According to the United States National Center for Health Statistics, a chronic illness is any type of disability or condition which lasts for three or more months, does not disappear, and cannot be prevented by medication. Unfortunately, up to 85% of our current population over the age of 65 years has one or more types of chronic conditions. Many chronic illnesses can be avoided by taking care of your body by avoiding common damaging actions such as obesity, poor eating habits, smoking, and inactivity. Others, however, may be genetic and can only be controlled, not eliminated. Recently on our disability forum a user asked, “What are the most common chronic illnesses and will I qualify for disability benefits if I have a chronic illness?”

Common Chronic Illnesses

A chronic illness can be severe and life-threatening. They also can progress over time reducing your qualify of life or you ability to function, maintain employment, and care for yourself. Others require expensive medical treatment or create invisible disabilities which are not readily apparent to friends and family. Unfortunately, many chronic conditions will create mental, physical, and financial challenges that can cause fear, concern, and embarrassment. Unfortunately, they may also require your family and friends to help care for you. So what are the most common types of chronic illnesses? Common chronic illnesses include cancer, diabetes, heart conditions, multiple sclerosis, cerebral palsy, severe asthma, and chronic fatigue, each varying in severity and requiring different types of treatment.

Can I get SSDI for my Chronic Illness?

Many chronic conditions may qualify for Social Security Disability Insurance. Social Security Disability Insurance or SSDI is offered to claimants who have a severe mental or physical health condition which is expected to last at least 12 continuous months and does not allow the claimant to perform substantial gainful activity. Claimants must also meet nonmedical requirements, including earning sufficient work credits to be considered “insured” by the Social Security Administration. If you have not met the nonmedical requirements the severity of your condition will not matter; you will be denied SSDI.

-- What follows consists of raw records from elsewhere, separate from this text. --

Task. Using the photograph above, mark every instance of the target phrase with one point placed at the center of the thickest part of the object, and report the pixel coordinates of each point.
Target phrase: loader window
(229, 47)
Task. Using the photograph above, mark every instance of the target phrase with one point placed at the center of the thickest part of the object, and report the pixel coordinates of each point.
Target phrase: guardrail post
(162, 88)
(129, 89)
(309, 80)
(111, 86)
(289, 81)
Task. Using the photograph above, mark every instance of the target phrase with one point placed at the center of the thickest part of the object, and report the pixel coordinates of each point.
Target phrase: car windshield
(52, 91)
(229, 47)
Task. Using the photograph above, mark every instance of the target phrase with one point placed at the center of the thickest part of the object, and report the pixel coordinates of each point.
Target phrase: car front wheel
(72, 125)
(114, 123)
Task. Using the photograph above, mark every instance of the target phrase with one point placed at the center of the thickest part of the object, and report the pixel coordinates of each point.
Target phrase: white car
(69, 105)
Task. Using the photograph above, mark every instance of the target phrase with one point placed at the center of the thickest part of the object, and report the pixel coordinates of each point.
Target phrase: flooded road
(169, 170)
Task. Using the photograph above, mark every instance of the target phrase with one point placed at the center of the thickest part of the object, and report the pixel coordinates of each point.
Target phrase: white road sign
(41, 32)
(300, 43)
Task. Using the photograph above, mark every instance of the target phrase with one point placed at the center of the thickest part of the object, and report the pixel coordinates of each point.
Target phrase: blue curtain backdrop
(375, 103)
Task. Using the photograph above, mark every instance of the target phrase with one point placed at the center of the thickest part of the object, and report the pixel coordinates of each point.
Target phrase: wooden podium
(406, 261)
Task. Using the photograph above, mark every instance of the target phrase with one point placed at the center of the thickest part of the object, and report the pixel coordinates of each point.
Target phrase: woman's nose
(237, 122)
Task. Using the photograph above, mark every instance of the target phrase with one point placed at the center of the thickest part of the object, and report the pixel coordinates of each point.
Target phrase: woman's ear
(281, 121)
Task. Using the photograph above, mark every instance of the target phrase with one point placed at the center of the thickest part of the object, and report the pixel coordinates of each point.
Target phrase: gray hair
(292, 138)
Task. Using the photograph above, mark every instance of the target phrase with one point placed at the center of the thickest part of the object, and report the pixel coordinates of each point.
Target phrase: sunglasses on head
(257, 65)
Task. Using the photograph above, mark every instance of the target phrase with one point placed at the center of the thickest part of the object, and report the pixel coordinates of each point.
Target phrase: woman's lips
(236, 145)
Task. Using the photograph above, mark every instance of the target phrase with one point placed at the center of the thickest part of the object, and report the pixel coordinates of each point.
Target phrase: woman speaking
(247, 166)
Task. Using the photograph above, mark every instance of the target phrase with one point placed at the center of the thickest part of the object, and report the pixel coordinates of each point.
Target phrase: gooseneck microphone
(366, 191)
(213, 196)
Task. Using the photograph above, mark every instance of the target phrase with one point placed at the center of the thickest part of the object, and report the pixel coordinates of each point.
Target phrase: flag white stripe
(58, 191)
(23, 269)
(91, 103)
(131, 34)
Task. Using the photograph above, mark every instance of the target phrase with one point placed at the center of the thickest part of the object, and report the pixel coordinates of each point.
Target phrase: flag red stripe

Is my Chronic Illness disabling?

  So how do you know if your condition is disabling and whether it is severe enough to win SSDI benefits? The first step is to review the SSA Listing of Impairments. This is a listing of all of the conditions the SSA considers disabling and their corresponding symptoms. The good news is many chronic illnesses are listed in the guide. If your condition is listed, however, your work does not stop there. You will also need to ensure that your medical records clearly outline your symptoms and the limitations you have to work. For example, if you have multiple sclerosis your condition will be evaluated under 11.00 Neurological in the SSA Listing of Impairments, Section 11.09. In order to meet the listing the SSA will determine if you have difficulty walking or using your hands because of significant impairments of at least two limbs, including partial paralysis of your limbs, tremors, or involuntary movements. Or they will determine if you have severe fatigue or muscle weakness, a decrease in your vision that cannot be corrected, or a mental disorder which causes severe memory loss, decreased intelligence, or mood disturbance. If you continue to have questions about your condition or whether you meet a listing you can discuss your case with a doctor or a disability lawyer.